The Strongs take over!

Alice Wadsworth Strong was the only child of Jerry & Harty Wadsworth. She mainly grew up in the Hartford House, spending the fall term in Geneseo public school and the Spring term in Albany, when her father was in the Assembly from 1930-1940. Later she attending and graduated from the Park School in Buffalo, after her father took a full time job with Curtiss-Wright Aircraft Company.

She attended Bryn Mawr College for one year and then dropped out to marry Trowbridge 'Toby" Strong of Washington, DC. The marriage was held in the Formal Garden at Hartford House in 1948 and because of the Senator's prominence over 1,000 guests attended.

She and Toby settled in suburban Philadelphia where they raised a family of 5 children. In 1975 when it looked like Hartford House was going to be put on the market she and eldest son Corrin Strong, persuaded Toby to buy the property from Alices's Aunt Eleanor.

Alice was thrilled to own her old childhood home and made many improvements including installing the swimming pool (a gift from her father Jerry Wadsworth) and a complete renovation of the kitchen. While maintaining her permanent home in Narberth, Pa, she loved to come to the Valley in the summer and especially for the Fall "Hunt Season."

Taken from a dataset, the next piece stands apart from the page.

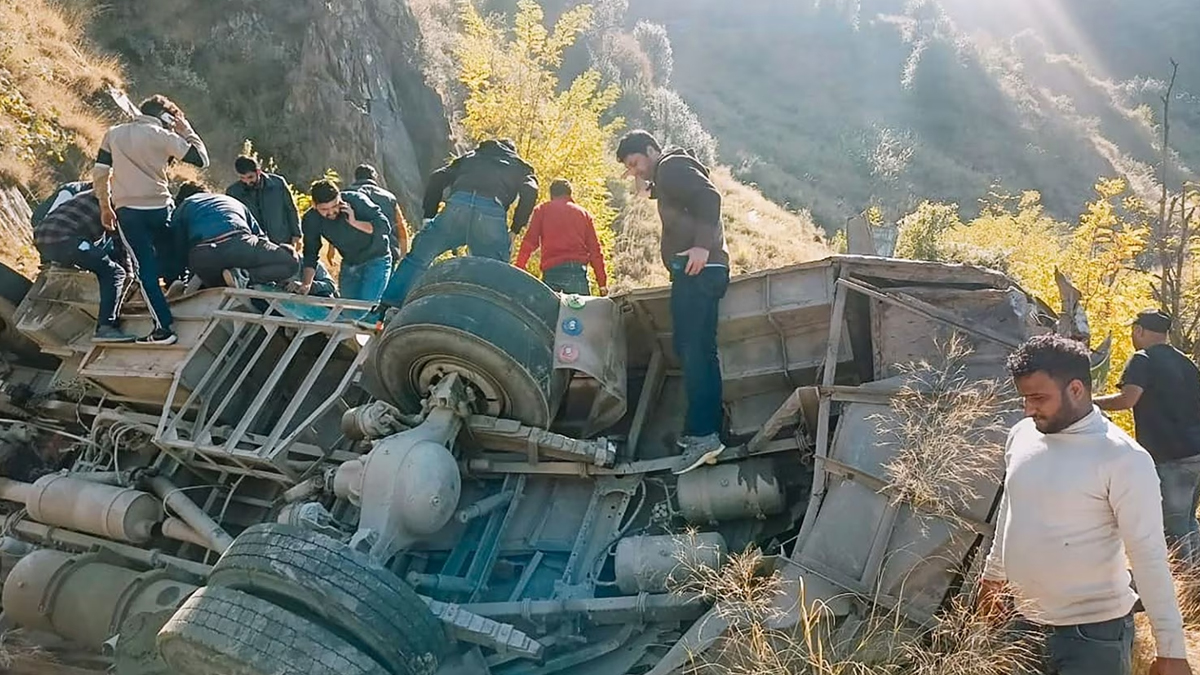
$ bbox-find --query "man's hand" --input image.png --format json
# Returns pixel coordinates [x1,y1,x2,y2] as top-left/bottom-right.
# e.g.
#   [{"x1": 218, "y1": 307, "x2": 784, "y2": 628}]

She and Toby endowed a lecture series at the college in honor of her father James J. Wadsworth that has brought many well-known speakers to the Valley, including former Presidents Gerald Ford and George H.W. Bush.

Corrin Strong
M. Corrin Strong
(1950-
Your Host

Corrin Strong is the oldest child of Alice and Toby Strong and the 6th Generation of the family to own the Big House. Raised in suburban Philadelphia, he dropped out of college after his sophomore year in 1970 and went back to the land on a small farm on the Mason-Dixon line in York County, Pa.

In 1975, after persuading his parents to buy the Hartford House he moved to Geneseo and finished up his college requirements at SUNY Geneseo and then attended Albany Law School. It was there he met and married his wife Judith Allen. They had 4 children together before divorcing in 1998.

After law school Corrin practiced law part time and expanded into large scale farming, operating a 600-acre grain farm on family land in Caledonia, NY. He never made any money farming and finally quit in 1993. He had already "retired" form the practice of law after 5 years.

In a long and varied entrepreneurial career, he has also been involved in the retail clothing business, published a weekly newspaper and a regional magazine, Genesee Country, from 1993-2001. He currently operates four businesses in addition to the Bed & Breakfast: Genesee Graphics, a print and copy shop on Main Street; Free Soil Farm, a small vegetable farm on the property; the Genesee Volley Tennis and Croquet Club in the back yard and Hartford House Weddings and Events on the property.

He became the owner of Hartford House in 2001 after the death of his father. In the last 20 years he has added a Har-Tru tennis court and renovated the house to add the four B & B units. He also built a 2,100 square foot addition on the north end of the house where he resides with his partner and B & B co-host Kim,

His latest project is the construction of a family museum and genealogy center for the Wadsworth family in the B & B lobby (front hall.) He has named that venture the Gen. James S. Wadsworth Institute for History and Genealogy in honor of the General. (See web site at www.WadsworthInstitute.org)

During your stay Corrin is available to give tours of both the museum and the historic house. Just like his great-great-great grandfather, Gen. James S. Wadsworth, who built the house, Corrin carries on the tradition of fighting against modern forms of slavery and wields his "Sword of Truth" as an anti-lockdown activist.